The move also averted potentially devastating impacts on the real estate industry.
December will be a busy time for lawmakers who still have another critical fiscal decision regarding the government’s debt limit, which is less than two weeks away, and efforts to pass the Build Back Better Act before the end of the year.
Democrats and Republicans hashed out a deal in October to temporarily extend the federal borrowing limit until Dec. 15 to avoid a looming default that would have dealt a crippling blow to the nation’s recovering economy.
With more than $8 trillion in mortgage debt backed by the federal government, the real estate industry is highly susceptible to market instability, according to an October statement from the National Association of REALTORS® (NAR) regarding debt ceiling negotiations.
At the time, NAR President Charlie Oppler encouraged Congress to continue working on a long-term debt ceiling.
“A debt default would unleash unnecessary and unknown harm on the economy and our 1.5 million members, most of whom are small business owners,” Oppler said.
The stakes of a deal not being reached are massive in real estate, says Matthew Gardner, chief economist at Seattle-based Windermere Real Estate.
“All of a sudden, if that occurs, then the full faith of the United States government disappears,” Gardner says, indicating that people would likely dump their holdings of treasury bills which could lead to a substantial surge in mortgage rates.
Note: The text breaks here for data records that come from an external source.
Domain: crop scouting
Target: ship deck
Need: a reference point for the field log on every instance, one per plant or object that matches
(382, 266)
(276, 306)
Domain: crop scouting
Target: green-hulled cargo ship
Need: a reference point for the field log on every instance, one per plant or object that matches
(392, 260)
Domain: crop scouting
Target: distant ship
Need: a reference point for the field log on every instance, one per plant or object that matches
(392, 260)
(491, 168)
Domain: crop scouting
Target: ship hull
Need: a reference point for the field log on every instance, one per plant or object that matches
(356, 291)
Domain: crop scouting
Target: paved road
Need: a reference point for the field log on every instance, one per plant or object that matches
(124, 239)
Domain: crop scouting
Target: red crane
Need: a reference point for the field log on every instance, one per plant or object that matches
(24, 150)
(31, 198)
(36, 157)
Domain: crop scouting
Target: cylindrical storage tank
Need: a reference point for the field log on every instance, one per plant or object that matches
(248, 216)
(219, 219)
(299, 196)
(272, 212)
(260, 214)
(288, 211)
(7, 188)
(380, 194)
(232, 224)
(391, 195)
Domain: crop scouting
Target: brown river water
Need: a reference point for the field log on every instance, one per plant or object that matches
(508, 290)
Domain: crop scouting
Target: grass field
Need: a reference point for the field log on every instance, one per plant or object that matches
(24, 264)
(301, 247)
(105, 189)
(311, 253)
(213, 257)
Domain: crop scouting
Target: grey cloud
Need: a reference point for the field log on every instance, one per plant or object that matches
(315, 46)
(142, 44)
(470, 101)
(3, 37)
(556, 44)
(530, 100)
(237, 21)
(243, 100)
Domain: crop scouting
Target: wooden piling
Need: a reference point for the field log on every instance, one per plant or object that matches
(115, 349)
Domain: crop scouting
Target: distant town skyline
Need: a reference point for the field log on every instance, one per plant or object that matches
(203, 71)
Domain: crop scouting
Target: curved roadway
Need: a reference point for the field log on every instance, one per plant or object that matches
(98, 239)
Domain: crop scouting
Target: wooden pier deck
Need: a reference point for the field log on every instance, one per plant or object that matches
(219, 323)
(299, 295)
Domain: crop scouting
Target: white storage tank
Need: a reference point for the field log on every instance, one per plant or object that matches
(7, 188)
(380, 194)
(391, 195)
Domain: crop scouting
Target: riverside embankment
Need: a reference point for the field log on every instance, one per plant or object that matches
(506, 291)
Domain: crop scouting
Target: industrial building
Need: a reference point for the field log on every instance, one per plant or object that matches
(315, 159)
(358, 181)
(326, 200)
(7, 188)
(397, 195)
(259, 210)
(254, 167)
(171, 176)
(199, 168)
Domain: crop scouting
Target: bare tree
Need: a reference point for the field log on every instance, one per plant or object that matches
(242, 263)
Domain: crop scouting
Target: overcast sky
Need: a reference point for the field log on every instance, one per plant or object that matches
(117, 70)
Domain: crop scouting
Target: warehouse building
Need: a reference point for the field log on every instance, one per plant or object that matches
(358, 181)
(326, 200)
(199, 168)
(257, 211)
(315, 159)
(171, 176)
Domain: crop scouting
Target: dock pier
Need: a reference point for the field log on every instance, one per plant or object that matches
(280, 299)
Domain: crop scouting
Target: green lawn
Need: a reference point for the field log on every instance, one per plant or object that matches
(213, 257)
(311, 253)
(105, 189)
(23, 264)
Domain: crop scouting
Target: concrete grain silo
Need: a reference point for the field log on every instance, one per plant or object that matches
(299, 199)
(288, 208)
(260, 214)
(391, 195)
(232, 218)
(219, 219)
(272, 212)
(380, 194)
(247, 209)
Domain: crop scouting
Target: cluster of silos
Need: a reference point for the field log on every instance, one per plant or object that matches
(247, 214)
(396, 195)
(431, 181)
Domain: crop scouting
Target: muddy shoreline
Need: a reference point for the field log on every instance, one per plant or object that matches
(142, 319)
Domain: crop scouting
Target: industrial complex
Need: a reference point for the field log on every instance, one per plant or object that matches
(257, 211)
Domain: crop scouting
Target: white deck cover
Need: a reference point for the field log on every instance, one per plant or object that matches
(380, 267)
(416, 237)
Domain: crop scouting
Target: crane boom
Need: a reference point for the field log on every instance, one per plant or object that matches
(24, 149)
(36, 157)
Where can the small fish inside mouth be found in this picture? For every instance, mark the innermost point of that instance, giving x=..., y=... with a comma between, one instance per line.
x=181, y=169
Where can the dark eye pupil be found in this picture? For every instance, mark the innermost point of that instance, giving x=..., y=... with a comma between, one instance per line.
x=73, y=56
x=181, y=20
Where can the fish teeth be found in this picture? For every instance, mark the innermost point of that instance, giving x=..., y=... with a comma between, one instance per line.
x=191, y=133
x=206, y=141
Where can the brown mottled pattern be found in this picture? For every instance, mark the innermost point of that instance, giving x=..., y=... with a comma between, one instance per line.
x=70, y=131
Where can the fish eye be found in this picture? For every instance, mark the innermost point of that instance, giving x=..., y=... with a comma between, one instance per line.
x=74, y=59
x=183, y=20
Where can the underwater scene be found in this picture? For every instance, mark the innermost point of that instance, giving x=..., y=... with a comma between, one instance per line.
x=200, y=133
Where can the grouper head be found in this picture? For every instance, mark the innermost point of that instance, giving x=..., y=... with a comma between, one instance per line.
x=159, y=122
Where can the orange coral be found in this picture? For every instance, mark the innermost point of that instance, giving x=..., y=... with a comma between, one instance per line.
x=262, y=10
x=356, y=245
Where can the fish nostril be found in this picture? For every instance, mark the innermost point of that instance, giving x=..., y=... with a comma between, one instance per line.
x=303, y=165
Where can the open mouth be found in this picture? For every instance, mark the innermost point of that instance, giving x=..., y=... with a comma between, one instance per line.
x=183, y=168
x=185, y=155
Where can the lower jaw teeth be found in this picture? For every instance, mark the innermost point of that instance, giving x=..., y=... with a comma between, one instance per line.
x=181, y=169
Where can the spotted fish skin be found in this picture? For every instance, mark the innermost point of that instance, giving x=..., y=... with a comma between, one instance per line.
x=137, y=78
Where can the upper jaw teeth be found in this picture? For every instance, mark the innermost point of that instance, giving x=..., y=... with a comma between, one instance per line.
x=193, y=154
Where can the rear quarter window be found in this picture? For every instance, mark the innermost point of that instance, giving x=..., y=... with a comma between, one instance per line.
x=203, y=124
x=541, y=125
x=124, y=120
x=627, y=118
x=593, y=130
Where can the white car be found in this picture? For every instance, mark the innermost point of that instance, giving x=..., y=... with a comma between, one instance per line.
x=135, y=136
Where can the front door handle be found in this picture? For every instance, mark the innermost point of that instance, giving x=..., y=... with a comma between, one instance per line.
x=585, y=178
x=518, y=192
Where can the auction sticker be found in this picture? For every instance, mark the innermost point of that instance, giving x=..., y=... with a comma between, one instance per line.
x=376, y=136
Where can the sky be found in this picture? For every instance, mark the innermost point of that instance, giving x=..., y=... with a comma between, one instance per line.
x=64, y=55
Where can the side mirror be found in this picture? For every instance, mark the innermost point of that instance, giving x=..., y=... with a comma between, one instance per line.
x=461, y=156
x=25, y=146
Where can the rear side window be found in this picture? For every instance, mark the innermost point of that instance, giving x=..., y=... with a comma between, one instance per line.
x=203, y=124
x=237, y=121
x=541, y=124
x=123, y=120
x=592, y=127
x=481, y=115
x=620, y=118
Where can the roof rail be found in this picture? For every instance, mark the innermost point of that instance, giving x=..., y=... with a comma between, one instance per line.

“You want to get back up to 18% mortgages again; that’s the way to do it,” Gardner continues. “Bottom line is if there is no trust in the government to get paid on your holdings of their debt, then you’re going to dump it, and there will be no buyers out there for it—at least not at the interest rate that would be normalized. Because of that, you’ll find that those yields will have to skyrocket to attract any form of would-be investors.”
While Gardner acknowledges that a federal default would be “a very scary situation to be in,” he isn’t ready to sound the alarms yet.
“We’ve hit the ceiling any number of times, and it’s one of those bizarre things where everyone gets worried about it, and miraculously at the last minute, it gets fixed,” he says.